Day: September 29, 2007

Corn Ethanol goes boom, then bust (and is evil)

Turns out that even the small increase in ethanol production (it is small if you compare it to the actual amount of gasoline used) cannot be handled by this country’s fuel infrastructure.

Sudden Surplus Arises as Threat to Ethanol Boom – New York Times

The ethanol boom of recent years — which spurred a frenzy of distillery construction, record corn prices, rising food prices and hopes of a new future for rural America — may be fading. Only last year, farmers here spoke of a biofuel gold rush, and they rejoiced as prices for ethanol and the corn used to produce it set records.

But companies and farm cooperatives have built so many distilleries so quickly that the ethanol market is suddenly plagued by a glut, in part because the means to distribute it has not kept pace. The average national ethanol price on the spot market has plunged 30 percent since May, with the decline escalating sharply in the last few weeks.

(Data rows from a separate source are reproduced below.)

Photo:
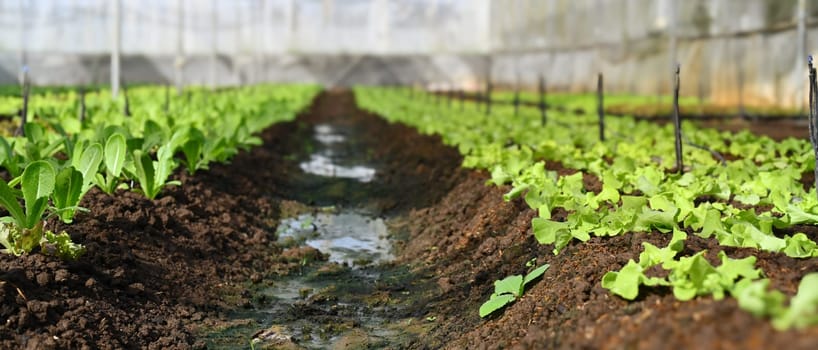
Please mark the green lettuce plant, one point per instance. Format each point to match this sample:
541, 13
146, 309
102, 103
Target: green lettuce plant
509, 289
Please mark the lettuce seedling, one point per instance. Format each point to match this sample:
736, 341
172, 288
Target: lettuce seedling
23, 231
509, 289
152, 175
114, 159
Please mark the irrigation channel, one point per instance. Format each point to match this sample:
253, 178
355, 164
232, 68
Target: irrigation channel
351, 294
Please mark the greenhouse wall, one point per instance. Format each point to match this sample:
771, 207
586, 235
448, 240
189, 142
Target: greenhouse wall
730, 51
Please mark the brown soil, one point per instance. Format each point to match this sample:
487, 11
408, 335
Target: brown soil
470, 246
158, 273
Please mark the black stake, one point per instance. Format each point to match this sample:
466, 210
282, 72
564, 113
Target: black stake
543, 117
24, 111
677, 124
813, 114
82, 104
488, 97
167, 98
516, 100
600, 107
127, 108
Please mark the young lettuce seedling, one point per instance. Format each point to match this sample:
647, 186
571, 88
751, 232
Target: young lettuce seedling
114, 160
23, 231
509, 289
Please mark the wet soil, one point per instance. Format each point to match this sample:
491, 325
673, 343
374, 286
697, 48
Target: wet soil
168, 273
162, 274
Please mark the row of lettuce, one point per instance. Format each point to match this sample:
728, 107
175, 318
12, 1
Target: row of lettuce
69, 146
741, 189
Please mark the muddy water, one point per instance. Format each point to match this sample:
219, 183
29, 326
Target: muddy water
353, 297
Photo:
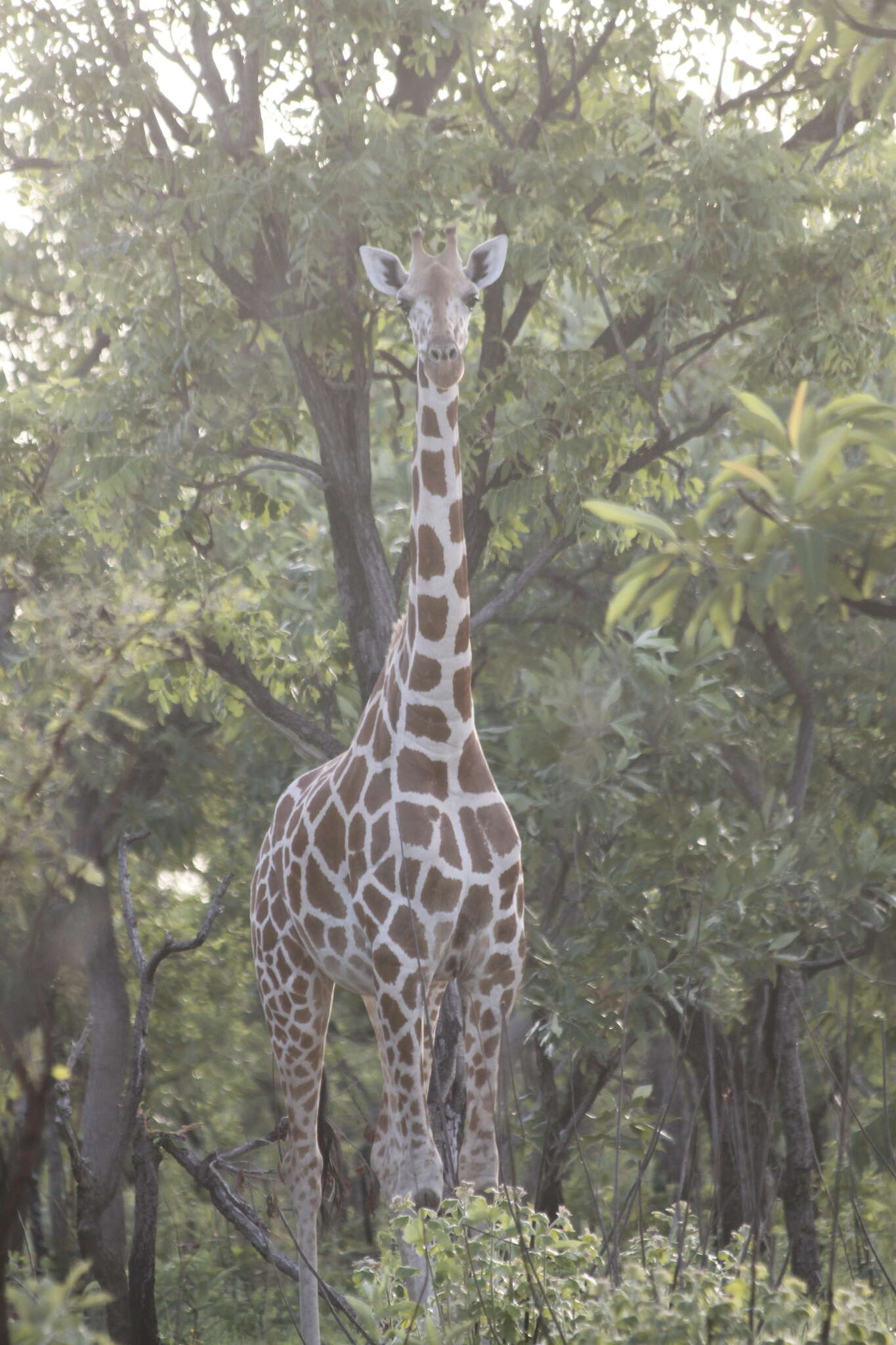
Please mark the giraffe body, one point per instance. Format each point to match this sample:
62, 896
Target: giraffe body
396, 865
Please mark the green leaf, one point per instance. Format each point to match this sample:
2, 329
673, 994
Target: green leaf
811, 548
782, 940
633, 518
864, 70
624, 599
820, 463
752, 474
759, 417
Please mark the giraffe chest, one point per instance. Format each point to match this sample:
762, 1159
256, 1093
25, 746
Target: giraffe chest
417, 877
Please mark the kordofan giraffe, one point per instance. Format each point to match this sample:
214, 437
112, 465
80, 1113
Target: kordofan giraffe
396, 865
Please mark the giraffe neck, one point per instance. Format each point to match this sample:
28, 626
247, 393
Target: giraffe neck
438, 622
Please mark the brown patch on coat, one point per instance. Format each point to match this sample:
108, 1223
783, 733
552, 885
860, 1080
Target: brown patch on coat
456, 521
382, 738
440, 893
386, 965
499, 826
508, 883
473, 774
426, 673
430, 424
477, 908
430, 556
330, 838
319, 799
281, 816
433, 617
433, 471
378, 791
366, 730
394, 699
391, 1013
408, 934
352, 783
448, 844
418, 774
507, 930
475, 841
356, 831
426, 721
385, 873
378, 904
464, 693
379, 838
322, 893
314, 930
414, 824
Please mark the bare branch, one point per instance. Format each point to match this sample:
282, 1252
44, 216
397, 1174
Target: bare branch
519, 583
868, 29
662, 445
245, 1219
805, 695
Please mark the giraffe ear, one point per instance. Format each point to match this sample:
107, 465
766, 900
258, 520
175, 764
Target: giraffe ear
486, 261
383, 269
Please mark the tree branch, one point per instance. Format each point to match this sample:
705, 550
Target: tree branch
662, 445
247, 1223
519, 583
805, 695
320, 744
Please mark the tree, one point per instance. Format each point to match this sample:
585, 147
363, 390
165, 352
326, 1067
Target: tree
205, 426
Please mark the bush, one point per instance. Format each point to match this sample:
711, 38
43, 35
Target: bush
503, 1273
45, 1312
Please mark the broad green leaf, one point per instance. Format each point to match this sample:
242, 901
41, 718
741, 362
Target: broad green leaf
634, 518
797, 414
750, 474
865, 68
719, 612
820, 463
757, 416
624, 599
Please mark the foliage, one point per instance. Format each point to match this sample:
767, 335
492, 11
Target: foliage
53, 1313
205, 443
501, 1271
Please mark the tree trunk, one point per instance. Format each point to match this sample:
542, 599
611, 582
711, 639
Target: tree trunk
60, 1259
141, 1268
800, 1157
736, 1083
101, 1212
448, 1086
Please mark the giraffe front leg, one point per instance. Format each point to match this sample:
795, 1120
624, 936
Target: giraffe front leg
405, 1156
299, 1033
488, 1003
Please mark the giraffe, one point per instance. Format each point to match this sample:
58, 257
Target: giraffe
396, 865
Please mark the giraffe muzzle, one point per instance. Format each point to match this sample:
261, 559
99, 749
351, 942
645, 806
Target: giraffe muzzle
444, 363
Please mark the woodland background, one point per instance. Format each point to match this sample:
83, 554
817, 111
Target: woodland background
685, 690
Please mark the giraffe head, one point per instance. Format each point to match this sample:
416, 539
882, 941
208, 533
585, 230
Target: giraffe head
438, 295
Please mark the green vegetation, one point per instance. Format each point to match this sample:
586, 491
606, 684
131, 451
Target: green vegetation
680, 466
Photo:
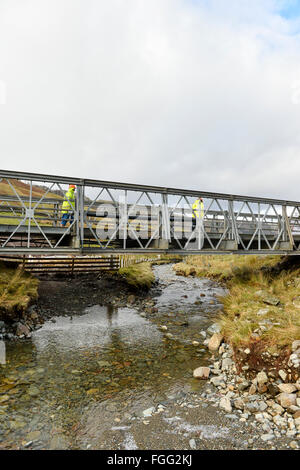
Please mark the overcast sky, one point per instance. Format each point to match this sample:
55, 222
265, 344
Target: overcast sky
199, 94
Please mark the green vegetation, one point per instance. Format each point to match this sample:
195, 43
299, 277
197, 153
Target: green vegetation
138, 275
263, 303
17, 290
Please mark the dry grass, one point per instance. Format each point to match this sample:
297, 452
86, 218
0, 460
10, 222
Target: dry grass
250, 281
17, 290
138, 275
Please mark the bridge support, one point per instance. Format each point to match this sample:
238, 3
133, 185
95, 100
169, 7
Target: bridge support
231, 245
160, 244
75, 242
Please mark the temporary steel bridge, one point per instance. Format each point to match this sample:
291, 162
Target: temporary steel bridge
109, 217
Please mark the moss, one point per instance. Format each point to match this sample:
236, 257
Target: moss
17, 291
138, 275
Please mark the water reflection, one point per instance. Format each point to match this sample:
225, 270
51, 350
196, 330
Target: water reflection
98, 327
107, 356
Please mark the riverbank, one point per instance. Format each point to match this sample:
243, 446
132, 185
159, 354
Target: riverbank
255, 342
18, 290
262, 308
112, 368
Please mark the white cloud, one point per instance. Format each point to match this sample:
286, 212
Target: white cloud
186, 93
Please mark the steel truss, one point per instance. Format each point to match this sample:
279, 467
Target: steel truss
119, 217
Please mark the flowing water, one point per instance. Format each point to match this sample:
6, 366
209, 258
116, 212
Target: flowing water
80, 376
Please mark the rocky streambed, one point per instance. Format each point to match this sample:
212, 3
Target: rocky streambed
102, 367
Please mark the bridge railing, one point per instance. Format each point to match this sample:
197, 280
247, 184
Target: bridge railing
120, 217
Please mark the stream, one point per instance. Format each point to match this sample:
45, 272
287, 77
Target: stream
113, 378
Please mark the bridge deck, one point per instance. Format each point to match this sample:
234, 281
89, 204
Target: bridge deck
119, 217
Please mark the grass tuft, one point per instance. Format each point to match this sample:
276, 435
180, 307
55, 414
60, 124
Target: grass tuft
254, 284
138, 275
17, 290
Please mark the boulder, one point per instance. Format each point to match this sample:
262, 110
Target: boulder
22, 330
215, 342
215, 328
261, 378
201, 373
287, 388
225, 404
282, 374
286, 399
295, 345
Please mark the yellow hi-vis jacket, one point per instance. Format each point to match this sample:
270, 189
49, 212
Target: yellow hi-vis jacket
198, 209
69, 202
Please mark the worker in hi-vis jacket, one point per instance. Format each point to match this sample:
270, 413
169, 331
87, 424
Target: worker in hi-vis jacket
68, 206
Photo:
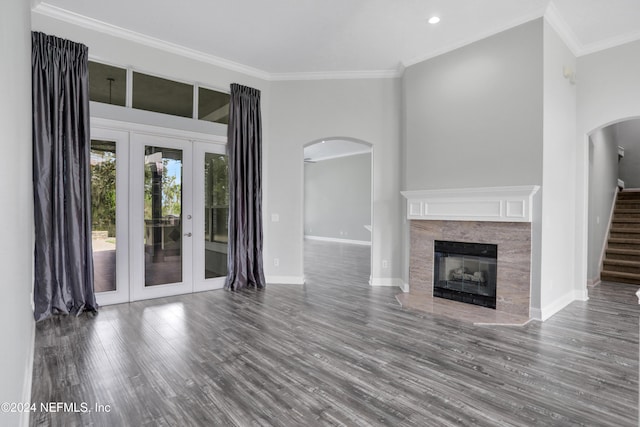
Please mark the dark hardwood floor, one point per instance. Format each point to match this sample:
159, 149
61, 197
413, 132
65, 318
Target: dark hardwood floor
337, 352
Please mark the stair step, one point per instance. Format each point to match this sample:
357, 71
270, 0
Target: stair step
624, 232
629, 194
622, 254
614, 276
625, 222
621, 266
630, 240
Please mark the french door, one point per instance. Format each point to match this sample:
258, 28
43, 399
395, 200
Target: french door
170, 216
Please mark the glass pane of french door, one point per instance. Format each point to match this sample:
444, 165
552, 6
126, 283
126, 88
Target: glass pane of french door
162, 215
211, 211
109, 209
103, 214
216, 214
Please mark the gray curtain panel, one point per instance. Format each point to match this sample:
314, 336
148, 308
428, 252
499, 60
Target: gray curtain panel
61, 178
245, 190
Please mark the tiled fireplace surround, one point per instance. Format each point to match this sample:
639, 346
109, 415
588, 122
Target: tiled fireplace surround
496, 215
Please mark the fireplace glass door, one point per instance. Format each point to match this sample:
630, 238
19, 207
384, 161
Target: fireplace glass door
465, 272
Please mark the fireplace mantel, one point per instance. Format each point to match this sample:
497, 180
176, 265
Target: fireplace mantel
496, 204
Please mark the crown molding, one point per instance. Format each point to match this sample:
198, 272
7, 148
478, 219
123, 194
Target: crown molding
609, 43
64, 15
337, 75
113, 30
521, 20
557, 22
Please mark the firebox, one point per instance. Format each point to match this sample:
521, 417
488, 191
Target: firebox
465, 272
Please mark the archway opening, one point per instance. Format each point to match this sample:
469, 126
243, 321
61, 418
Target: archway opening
613, 226
337, 210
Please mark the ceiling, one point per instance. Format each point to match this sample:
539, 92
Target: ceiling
288, 39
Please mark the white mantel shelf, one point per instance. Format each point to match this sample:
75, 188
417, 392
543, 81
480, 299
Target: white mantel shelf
499, 204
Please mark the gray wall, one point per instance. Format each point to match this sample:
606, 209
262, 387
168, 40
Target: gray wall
301, 112
473, 116
337, 198
628, 136
603, 180
16, 215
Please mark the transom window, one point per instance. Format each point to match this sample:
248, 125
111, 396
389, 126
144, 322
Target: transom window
108, 85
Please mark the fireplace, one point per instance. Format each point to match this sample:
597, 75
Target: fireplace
465, 272
502, 216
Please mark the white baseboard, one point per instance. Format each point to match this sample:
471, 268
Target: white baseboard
593, 282
335, 240
28, 375
387, 281
558, 304
285, 280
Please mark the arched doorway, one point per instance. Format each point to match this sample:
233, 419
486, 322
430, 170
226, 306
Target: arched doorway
613, 165
337, 207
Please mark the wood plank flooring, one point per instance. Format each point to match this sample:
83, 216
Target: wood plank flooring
337, 352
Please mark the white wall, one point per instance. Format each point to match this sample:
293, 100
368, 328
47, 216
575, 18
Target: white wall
608, 92
304, 111
628, 136
337, 198
558, 286
473, 116
603, 181
16, 216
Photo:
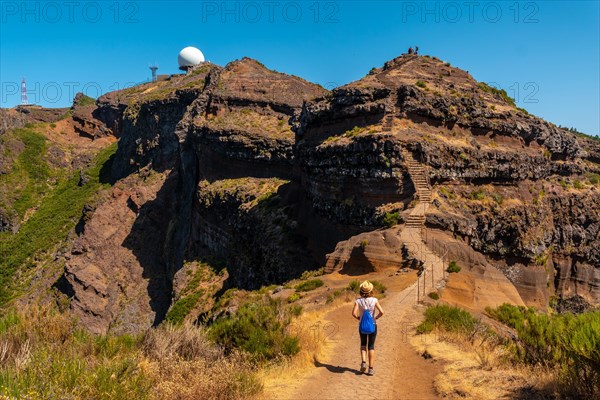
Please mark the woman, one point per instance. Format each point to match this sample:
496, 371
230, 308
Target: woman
367, 302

How many cars can run on E85 ethanol, which is an 85% ethanol, 15% gasoline blend? This pdf file courtesy of the National Ethanol Vehicle Coalition lists about 50 vehicles. Note one common thread, most of them are overized, overpowered trucks and SUVs. Worse, only about 10 of them are < 3.0 liter engine vehicles. So why are these the only vehicles setup for ethanol? The hybridcars website explains:

Automakers’ tendency to make their largest vehicles E85 compatible is rooted in America’s fuel economy rules. Since 1988, automakers have been allowed to assign flexible-fuel vehicles higher fuel economy ratings under the government’s CAFE fuel economy regulations. This means that a vehicle like the Durango, which averages 13 mpg would be rated at roughly 23 mpg for CAFE purposes, even if its owner never fueled it with E85.

Hah, one more boondoggle. Corn ethanol is subsidized to the tune of $1.45 per gallon, corn growers get billions in subsidies, car manufacturers get to claim laughably high fuel economy standards, and politicians get to proclaim their fealty to the Midwest by kissing babies in Iowa and bowing to the corn god.

Meanwhile, everyone else loses, and the prospect that prices would fall 30% gets a concerned article out of the New York Times.